Fort Hills project doubles in size

Sandwiched between Syncrude’s big Aurora mine and the Albian Sands project led by Shell Canada (SHC-T), the Fort Hills oil sands development in Alberta has announced it will be in production by 2005 and turn out twice the amount of oil originally planned.

Operated by TrueNorth Energy, a subsidiary of private U.S. oil and utility company Koch Industries, Fort Hills covers about 180 sq. km near Bitumount, 90 km northwest of Fort McMurray. TrueNorth’s partner, UTS Energy (UTS-T), owns 22% of the project.

The project has a reserve of 2.8 billion barrels of recoverable crude oil and was originally slated to produce 95,000 barrels annually, starting in 2005. With the acquisition of a further 23 sq. km at a Crown lease auction in December 2000, there was a big enough resource available to justify doubling the size of the project.

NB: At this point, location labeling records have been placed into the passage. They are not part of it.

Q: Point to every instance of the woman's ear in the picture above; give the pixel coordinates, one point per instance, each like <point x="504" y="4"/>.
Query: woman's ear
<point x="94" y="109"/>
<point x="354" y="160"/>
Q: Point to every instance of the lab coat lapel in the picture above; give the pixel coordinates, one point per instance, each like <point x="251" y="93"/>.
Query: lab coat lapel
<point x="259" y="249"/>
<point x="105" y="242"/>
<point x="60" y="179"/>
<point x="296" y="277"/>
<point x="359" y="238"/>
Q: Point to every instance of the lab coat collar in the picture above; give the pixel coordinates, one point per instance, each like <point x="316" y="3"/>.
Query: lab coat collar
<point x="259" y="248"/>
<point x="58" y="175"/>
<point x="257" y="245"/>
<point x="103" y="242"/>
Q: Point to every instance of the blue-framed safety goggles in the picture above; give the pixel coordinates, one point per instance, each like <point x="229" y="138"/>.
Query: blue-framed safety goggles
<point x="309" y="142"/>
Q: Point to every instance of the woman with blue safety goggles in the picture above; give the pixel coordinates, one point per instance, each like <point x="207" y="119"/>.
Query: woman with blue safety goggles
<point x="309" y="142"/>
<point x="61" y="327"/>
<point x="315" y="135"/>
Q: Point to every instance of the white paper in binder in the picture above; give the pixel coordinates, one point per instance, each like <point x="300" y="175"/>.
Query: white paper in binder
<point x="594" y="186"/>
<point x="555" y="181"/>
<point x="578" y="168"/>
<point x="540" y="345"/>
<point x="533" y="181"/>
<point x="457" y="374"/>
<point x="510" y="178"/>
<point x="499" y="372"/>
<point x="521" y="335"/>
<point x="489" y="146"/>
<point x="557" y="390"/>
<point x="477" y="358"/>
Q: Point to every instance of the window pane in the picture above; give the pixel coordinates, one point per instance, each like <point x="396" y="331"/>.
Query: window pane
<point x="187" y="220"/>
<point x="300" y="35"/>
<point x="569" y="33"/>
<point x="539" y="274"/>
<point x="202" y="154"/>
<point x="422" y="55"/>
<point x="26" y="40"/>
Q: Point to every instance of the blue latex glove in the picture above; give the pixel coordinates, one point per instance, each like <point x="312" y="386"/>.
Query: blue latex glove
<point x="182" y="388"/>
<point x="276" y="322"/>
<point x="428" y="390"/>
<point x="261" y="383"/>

The Fort Hills project is also the answer to the loaded question, “whatever happened to Solv-Ex?” The major part of the land package was held by Solv-Ex, the New Mexico-based company that sought bankruptcy protection in 1997 following the failure of its plan to produce oil from the sands using solvent extraction and to produce aluminum and titanium oxides from the process tailings using “proprietary processes.” Solv-Ex was delisted in the late summer of 1997 after filing for protection.

UTS, with backing from Koch Industries, bought Solv-Ex’s property holding in early 1998 and set about a reserve definition program. By early 2000, the partners were looking at the feasibility of a conventional oil sands operation — no solvent extraction, and no supposed metal recovery from the tailings — with a partial upgrader to provide feed to Koch’s refinery at Pine Bend, Minn.

The limited upgrading is expected to provide a cost advantage, though presumably the product would not command the premiums associated with the fully upgraded synthetic crudes produced by Syncrude and Suncor.

Feasibility work has been under way since 1999, but capital cost estimates from 2000, which indicated the project could be brought in for $1.1 billion, have proved to be low. Later estimates boosted the capital cost estimate to $2 billion, but the expansion has added a further $1.3 billion to the capital cost. In its most recent disclosures on the progress of the feasibility study, True North did not quote a projected operating cost, but its estimate in January 2001 was $5.60 per barrel.